The problem in Venezuela is not one that can be solved through negotiations in my mind because the way we teach negotiations at the Kennedy School, is we teach the concept of the B.A.T.N.A., the Best Alternative To a Negotiated Agreement. In this case, the idea is that you'll execute your best alternative to that negotiation. The best alternative to that negotiation is for Maduro to stay in power. The alternative is for Maduro to believe that some guarantees will be given to him about his freedom, about his money, about something else but he has no security about those guarantees. He would much rather stay where he is. So there's very little that the opposition can credibly and legitimately give him and there's very little that he would be willing to accept. I don't think that the problem in Venezuela can easily be addressed through some kind of negotiation unless you start by making the present very uncomfortable for them. So, that's why pressure is so important to get this situation resolved. It has to be to a point where either them or the people they need to stay in power believe that it's now too costly and too painful for them to keep on playing ball and that the best alternative is to leave or to accept a regime change. That's, in my mind, what needs to happen. It's not two groups of people that have different interests and some intermediate solution can be found for all of them to live happily ever after. The guys in power understand that they have too much to lose by losing power.

Q: Thank you for the discussion in this. I just wanted to follow up on a point you've used in the opening presentation. You used an interesting word to describe the current situation, stasis, which I usually would understand it as a relative stable equilibrium. What do you see as a catalyst for moving away from this equilibrium and have you seen any historic precedence for such a catalyst? Thank you.

Thank you for your question.
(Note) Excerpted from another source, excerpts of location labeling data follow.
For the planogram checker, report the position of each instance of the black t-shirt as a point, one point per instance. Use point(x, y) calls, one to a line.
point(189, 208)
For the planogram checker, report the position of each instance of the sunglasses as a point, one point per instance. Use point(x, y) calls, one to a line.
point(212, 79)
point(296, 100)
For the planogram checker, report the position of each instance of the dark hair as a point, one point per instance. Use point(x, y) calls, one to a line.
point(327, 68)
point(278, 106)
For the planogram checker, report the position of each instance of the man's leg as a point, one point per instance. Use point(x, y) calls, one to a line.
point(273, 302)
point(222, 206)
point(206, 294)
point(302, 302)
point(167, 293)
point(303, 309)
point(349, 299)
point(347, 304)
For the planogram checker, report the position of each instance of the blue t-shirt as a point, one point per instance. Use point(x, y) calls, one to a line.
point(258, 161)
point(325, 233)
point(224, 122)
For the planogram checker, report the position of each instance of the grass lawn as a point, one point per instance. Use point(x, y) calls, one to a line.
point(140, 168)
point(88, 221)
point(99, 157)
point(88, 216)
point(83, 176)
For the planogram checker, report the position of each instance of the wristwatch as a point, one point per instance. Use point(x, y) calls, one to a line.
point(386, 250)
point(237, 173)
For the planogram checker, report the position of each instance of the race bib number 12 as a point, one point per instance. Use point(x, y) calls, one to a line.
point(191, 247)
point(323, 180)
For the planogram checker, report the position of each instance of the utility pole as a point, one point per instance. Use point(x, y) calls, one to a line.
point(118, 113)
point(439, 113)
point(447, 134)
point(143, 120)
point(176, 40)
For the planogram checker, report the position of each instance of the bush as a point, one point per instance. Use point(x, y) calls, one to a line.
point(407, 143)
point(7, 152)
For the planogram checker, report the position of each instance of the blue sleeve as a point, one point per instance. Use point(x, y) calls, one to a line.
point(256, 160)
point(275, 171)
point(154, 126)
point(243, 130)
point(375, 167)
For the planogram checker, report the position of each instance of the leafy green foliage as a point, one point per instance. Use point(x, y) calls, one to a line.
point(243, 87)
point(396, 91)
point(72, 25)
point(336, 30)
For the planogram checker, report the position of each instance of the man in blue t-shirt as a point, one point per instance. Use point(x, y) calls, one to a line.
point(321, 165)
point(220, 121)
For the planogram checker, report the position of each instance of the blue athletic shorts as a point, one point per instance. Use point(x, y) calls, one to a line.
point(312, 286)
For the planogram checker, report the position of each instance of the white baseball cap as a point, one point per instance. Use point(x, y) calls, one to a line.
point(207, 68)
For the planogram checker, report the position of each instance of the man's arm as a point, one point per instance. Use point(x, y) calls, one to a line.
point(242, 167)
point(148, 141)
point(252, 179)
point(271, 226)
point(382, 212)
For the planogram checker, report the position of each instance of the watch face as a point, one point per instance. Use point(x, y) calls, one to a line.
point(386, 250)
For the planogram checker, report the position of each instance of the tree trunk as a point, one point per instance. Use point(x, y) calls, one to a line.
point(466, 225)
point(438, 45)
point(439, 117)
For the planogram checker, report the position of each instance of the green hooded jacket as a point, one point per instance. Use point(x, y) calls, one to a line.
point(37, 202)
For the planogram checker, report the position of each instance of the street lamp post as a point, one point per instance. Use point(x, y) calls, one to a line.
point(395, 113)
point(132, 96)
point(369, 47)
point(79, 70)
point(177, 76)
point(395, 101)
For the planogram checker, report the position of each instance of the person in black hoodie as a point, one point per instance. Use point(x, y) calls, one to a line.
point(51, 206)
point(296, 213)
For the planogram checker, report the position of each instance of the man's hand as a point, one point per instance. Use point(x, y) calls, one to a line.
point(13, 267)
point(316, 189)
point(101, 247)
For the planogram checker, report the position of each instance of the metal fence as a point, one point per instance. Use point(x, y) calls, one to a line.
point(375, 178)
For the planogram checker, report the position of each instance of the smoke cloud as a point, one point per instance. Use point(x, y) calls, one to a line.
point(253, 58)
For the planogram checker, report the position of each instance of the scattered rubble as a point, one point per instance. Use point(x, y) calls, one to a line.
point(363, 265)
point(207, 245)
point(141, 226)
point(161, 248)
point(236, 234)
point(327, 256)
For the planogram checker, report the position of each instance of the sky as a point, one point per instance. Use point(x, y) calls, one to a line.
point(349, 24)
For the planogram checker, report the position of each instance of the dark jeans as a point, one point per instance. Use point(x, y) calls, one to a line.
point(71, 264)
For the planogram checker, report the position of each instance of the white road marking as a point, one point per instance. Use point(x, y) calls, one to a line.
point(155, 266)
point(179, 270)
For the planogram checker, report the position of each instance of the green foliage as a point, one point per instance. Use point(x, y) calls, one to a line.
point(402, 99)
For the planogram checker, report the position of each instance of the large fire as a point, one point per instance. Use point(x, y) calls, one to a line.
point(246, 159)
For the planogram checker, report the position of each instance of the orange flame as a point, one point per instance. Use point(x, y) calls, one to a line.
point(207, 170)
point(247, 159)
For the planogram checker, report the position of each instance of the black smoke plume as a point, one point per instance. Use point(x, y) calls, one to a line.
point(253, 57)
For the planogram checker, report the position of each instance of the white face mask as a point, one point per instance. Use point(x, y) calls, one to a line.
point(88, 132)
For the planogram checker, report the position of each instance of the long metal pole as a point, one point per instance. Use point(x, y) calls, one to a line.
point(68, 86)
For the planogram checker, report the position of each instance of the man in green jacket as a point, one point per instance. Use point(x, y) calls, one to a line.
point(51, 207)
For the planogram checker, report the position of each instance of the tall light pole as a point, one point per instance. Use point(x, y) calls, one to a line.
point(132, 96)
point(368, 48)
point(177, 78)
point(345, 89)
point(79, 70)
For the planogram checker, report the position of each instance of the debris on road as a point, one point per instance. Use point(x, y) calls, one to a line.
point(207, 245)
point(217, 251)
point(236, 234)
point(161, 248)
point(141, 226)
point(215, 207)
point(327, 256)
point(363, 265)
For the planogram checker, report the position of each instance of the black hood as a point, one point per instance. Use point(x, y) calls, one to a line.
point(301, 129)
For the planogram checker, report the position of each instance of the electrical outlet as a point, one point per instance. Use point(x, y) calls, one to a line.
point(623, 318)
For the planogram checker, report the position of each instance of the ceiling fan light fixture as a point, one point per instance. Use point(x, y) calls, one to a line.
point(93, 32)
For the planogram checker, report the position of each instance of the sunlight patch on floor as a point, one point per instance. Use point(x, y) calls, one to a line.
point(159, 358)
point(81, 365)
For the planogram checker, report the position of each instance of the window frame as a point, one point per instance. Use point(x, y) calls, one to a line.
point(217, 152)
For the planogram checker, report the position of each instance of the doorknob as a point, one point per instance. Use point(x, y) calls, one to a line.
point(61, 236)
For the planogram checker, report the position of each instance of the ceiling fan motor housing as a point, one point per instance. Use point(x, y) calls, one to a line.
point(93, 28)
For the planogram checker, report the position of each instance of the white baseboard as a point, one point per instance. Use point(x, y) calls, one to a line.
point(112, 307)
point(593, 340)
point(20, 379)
The Venezuelan situation has been characterized over the last several years by the massive mobilizations for some period of time that led to the idea that change was imminent, followed by failure and by a situation of political calm that looked like the present. But, those situations of calm tend not to last because they tend to be triggered or provoked by something that rekindles the political mobilization. So there were very large political mobilizations in 2014, the government responded by putting large numbers of people in jail, starting with Leopoldo López. There were massive mobilizations in the year 2017 that was like a 100 days of protests ending in a referendum that was organized by civil society asking for political change. That was, ended inexplicably by some very poor political moves that the Venezuelan opposition did in the end of July/August 2017. That led to stasis again and negotiations that ended nowhere in the Dominican Republic.

The situation turned around at the beginning of this year with the appointment of Guaidó as the interim president and massive mobilizations again. Those had several dates in which things were supposed to change. February 23rd was an important date. May 1st was supposed to be an important date. Now the next important date is November 16th. But, in between those periods of a lot of mobilization and political pressure, in both of these periods in which nothing much seems to happen on the political front. That's the stasis I was characterizing. I don't think it's a very durable stasis. It's not a real equilibrium but it’s sort of like a calm between battles.
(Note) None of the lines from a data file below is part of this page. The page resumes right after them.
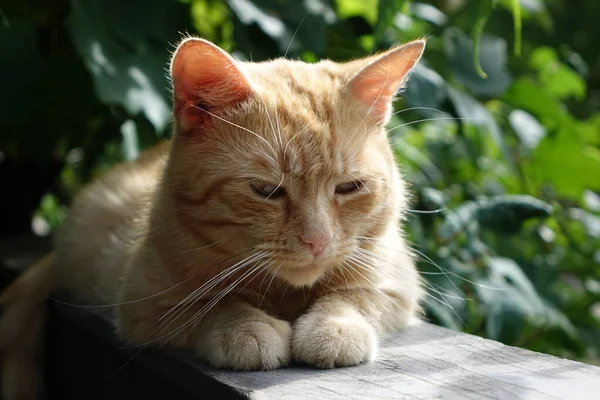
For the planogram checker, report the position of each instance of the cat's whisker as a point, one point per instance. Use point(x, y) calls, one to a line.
point(430, 285)
point(277, 188)
point(191, 299)
point(147, 297)
point(362, 264)
point(433, 119)
point(428, 260)
point(207, 306)
point(291, 140)
point(418, 108)
point(274, 160)
point(277, 138)
point(273, 275)
point(437, 211)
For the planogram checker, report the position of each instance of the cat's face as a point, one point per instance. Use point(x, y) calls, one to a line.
point(286, 157)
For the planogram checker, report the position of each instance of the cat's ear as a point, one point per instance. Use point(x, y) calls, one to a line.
point(205, 78)
point(376, 83)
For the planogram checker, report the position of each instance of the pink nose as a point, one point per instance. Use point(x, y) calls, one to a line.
point(316, 243)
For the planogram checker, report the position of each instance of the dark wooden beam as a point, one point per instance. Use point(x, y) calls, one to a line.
point(85, 361)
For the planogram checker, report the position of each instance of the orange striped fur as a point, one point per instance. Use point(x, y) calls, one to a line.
point(326, 272)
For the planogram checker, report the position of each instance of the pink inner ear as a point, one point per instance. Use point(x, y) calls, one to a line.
point(376, 84)
point(204, 78)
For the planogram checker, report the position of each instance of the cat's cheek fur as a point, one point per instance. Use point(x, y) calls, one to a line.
point(334, 340)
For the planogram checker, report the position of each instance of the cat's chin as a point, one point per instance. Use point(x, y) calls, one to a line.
point(300, 276)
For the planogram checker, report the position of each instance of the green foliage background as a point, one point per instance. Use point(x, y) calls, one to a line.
point(502, 147)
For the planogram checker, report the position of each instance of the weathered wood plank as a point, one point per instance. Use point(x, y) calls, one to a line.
point(423, 362)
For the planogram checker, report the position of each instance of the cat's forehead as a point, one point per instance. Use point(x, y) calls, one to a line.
point(282, 73)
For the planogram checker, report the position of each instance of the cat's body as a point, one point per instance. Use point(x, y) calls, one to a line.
point(267, 230)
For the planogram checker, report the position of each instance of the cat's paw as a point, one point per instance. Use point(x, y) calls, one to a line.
point(250, 345)
point(328, 341)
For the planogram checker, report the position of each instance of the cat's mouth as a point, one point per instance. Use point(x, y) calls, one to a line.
point(305, 275)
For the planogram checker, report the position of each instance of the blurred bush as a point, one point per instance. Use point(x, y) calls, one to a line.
point(498, 131)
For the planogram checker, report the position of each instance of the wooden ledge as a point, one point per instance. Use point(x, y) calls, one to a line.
point(84, 361)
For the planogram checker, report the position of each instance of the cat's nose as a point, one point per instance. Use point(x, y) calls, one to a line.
point(316, 243)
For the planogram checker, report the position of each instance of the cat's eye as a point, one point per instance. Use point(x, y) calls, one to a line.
point(268, 190)
point(349, 187)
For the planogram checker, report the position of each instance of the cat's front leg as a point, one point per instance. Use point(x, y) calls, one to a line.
point(242, 337)
point(233, 335)
point(341, 328)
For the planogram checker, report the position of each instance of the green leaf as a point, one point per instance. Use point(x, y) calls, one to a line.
point(501, 213)
point(483, 11)
point(459, 53)
point(473, 113)
point(426, 88)
point(527, 128)
point(125, 50)
point(556, 77)
point(579, 170)
point(526, 94)
point(507, 213)
point(386, 12)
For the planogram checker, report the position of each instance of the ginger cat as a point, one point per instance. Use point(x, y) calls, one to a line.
point(266, 231)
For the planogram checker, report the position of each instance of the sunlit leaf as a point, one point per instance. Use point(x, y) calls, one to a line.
point(459, 53)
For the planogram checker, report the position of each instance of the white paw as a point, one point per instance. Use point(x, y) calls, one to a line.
point(328, 341)
point(249, 345)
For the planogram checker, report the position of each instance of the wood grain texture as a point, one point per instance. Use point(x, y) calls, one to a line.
point(428, 362)
point(423, 362)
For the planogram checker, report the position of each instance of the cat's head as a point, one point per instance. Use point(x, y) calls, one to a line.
point(285, 157)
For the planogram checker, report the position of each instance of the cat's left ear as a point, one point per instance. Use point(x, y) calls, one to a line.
point(205, 79)
point(375, 84)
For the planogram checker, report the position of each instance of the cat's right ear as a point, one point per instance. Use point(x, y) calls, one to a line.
point(205, 79)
In the meantime, the real situation deteriorates, so relative powers are also changing. Maybe in the next occasion, you will find that the capacity to mobilize, either for them to mobilize their goons or the police force or the armed forces. So it might have changed. Our capacity to mobilize people in the street might have changed. The real forces on the ground might have another confrontation, another meeting at the battle front. But in between those periods you observe this respond like this Holy War.
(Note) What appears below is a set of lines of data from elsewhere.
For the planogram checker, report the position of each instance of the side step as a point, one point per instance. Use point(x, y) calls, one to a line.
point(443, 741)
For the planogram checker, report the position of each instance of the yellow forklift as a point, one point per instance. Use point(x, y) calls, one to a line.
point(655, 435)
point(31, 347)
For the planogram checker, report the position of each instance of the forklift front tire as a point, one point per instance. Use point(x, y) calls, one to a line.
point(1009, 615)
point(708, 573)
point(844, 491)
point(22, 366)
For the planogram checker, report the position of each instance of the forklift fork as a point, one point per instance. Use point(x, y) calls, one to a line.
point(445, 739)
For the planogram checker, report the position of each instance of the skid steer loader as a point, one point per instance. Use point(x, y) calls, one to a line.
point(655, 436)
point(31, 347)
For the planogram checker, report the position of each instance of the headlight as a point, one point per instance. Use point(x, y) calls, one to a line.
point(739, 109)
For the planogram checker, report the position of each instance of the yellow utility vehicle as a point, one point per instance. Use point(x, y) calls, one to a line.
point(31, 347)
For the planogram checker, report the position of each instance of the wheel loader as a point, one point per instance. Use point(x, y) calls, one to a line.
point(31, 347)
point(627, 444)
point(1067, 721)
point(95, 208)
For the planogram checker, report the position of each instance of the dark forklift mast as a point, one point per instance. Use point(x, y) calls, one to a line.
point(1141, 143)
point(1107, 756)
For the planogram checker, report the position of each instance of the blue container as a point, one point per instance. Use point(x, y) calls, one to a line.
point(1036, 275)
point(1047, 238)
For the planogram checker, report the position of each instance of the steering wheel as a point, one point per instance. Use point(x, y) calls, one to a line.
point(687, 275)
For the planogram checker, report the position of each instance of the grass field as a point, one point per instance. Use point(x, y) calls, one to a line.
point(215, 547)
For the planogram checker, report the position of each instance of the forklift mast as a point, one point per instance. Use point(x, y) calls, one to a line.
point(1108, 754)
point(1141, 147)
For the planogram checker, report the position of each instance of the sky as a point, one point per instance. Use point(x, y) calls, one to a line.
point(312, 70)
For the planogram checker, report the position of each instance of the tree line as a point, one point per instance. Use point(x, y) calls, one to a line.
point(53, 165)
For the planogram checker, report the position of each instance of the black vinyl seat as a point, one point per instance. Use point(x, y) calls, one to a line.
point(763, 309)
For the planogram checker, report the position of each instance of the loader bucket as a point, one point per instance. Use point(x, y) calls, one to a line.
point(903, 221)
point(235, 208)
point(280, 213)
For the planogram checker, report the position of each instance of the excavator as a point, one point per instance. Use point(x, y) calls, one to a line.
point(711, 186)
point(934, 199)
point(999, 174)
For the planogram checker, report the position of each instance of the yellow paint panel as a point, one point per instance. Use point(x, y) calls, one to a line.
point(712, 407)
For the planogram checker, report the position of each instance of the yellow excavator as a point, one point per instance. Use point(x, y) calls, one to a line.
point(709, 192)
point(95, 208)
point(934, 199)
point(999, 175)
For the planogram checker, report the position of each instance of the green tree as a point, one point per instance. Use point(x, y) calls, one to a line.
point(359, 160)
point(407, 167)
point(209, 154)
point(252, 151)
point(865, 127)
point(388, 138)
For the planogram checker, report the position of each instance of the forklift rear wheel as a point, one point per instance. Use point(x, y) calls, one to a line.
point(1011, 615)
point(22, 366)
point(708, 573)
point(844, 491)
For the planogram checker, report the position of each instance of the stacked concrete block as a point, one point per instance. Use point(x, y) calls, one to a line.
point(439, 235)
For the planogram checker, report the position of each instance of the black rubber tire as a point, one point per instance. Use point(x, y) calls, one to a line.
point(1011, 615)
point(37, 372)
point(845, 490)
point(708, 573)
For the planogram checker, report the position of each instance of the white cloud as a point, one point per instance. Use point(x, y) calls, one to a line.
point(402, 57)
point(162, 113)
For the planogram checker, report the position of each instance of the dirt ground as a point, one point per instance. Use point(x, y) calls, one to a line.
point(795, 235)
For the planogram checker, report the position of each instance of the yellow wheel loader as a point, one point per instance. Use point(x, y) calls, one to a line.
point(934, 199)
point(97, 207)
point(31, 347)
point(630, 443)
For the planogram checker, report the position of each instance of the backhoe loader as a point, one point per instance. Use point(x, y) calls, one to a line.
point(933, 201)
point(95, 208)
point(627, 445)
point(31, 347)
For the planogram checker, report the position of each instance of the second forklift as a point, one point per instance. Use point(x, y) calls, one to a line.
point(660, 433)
Q: I'm from Bogota talking to you today. We Colombians are very, very sorry of what's happened to our neighbor Venezuela. You already said November 16 is going to be important actually. Please release without some additional forecasting. The situation is getting worse and worse and you said society is weakened. Any estimate when change is going to happen? Are we talking months, years, 2020? The whole [inaudible] period?

Thank you for the question. Let me thank you as a Colombian for all the things you've done for the 1.6 million Venezuelans that have moved to Colombia. This is an enormous human shock to the Colombian economy. I think it's important that we act to make it a positive shock to the economy. It's people willing to work. It's people with skills. It's people with abilities with the willingness to move ahead and it's great that Colombia has been such a good brother in this respect.

I must say that when we started this program on the morning after, the end of 2015, for many moments in these last few years, I thought that change was imminent and that we were not ready. In 2017 we were all hands on board, thinking change is imminent and we need to accelerate, no vacations, no summer. We need to get this job done. We were writing a memorandum of understanding with the IMF on what the program would be like and so on that we needed, we wanted to have ready, imminently. For several times, I mean same thing, early this year, we thought that change was completely imminent. I wouldn't trust me as a predictor of change. I have assumed that change would have happened already several times. I guess my, it's probably spectators are better at predicting the outcome of a game than players. To some extent, we are players. It's not really useful for me to, if we need to both play and predict, I mean a player that predicts that he's going to lose the game is probably not going to play very well. So I'm going to keep on being sort of biased towards optimism but without losing consciousness of the seriousness of the situation.

Q: I'm calling from Minneapolis. I'm wondering if you can comment on the contagion on unrest and protest that seems to be spreading all across Latin America right now? How does it relate to the political and economic situation in Venezuela? Why is this happening now after what seems like there've been decades of pretty relative stability? What are the most significant contributing factors? Thank you.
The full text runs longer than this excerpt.